1. **Schema Provider Interface**
   ```rust
   trait SchemaProvider {
       fn get_foreign_keys(&self, table: &str) -> Vec<ForeignKey>;
       fn get_relationships(&self, table: &str) -> Vec<Relationship>;
   }
   ```

2. **Optional Schema Introspection**
   - Connect to database
   - Cache `information_schema` data
   - Resolve foreign keys at build time

3. **JOIN Generation**
   - Detect relation types (1:N, N:1, N:M)
   - Generate LATERAL joins
   - Handle junction tables

This would require:
- Database connection capability
- Schema caching
- Complex JOIN logic
- Breaking change to API (schema parameter required)

## Workarounds

### Option 1: Use PostgREST Directly

For production use with relations, use [PostgREST](https://postgrest.org/) itself.

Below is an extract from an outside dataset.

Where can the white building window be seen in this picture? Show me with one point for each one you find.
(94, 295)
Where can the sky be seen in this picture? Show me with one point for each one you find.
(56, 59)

### Option 2: Custom Relation Handling

```rust
use postgrest_parser::{parse_query_string, SelectItem, ItemType};

let params = parse_query_string("select=id,name,posts(title)").unwrap();

for item in params.select.unwrap() {
    match item.item_type {
        ItemType::Relation => {
            // Handle relation yourself:
            // 1. Detect foreign key from your schema
            // 2. Generate proper JOIN
            // 3. Build subquery with WHERE condition
            println!("Need to resolve relation: {}", item.name);
        }
        ItemType::Field => {
            // Regular field - works fine
        }
        _ => {}
    }
}
```

### Option 3: Schema-First Approach

```rust
// Define your schema statically
struct Schema {
    users_to_posts: ForeignKey {
        from: "users.id",
        to: "posts.user_id"
    }
}

// Use schema to build correct SQL
fn build_with_schema(query: &str, schema: &Schema) -> String {
    // Your custom logic here
}
```

## Conclusion

This library provides **90% of PostgREST functionality** for single-table operations and mutations. For multi-table relations, you need either:

1. PostgREST itself (recommended for production)
2. Custom relation handling with your schema knowledge
3. Contribute schema introspection to this library 🙏

The parser correctly handles all PostgREST syntax - it just doesn't have the schema metadata to generate valid multi-table SQL.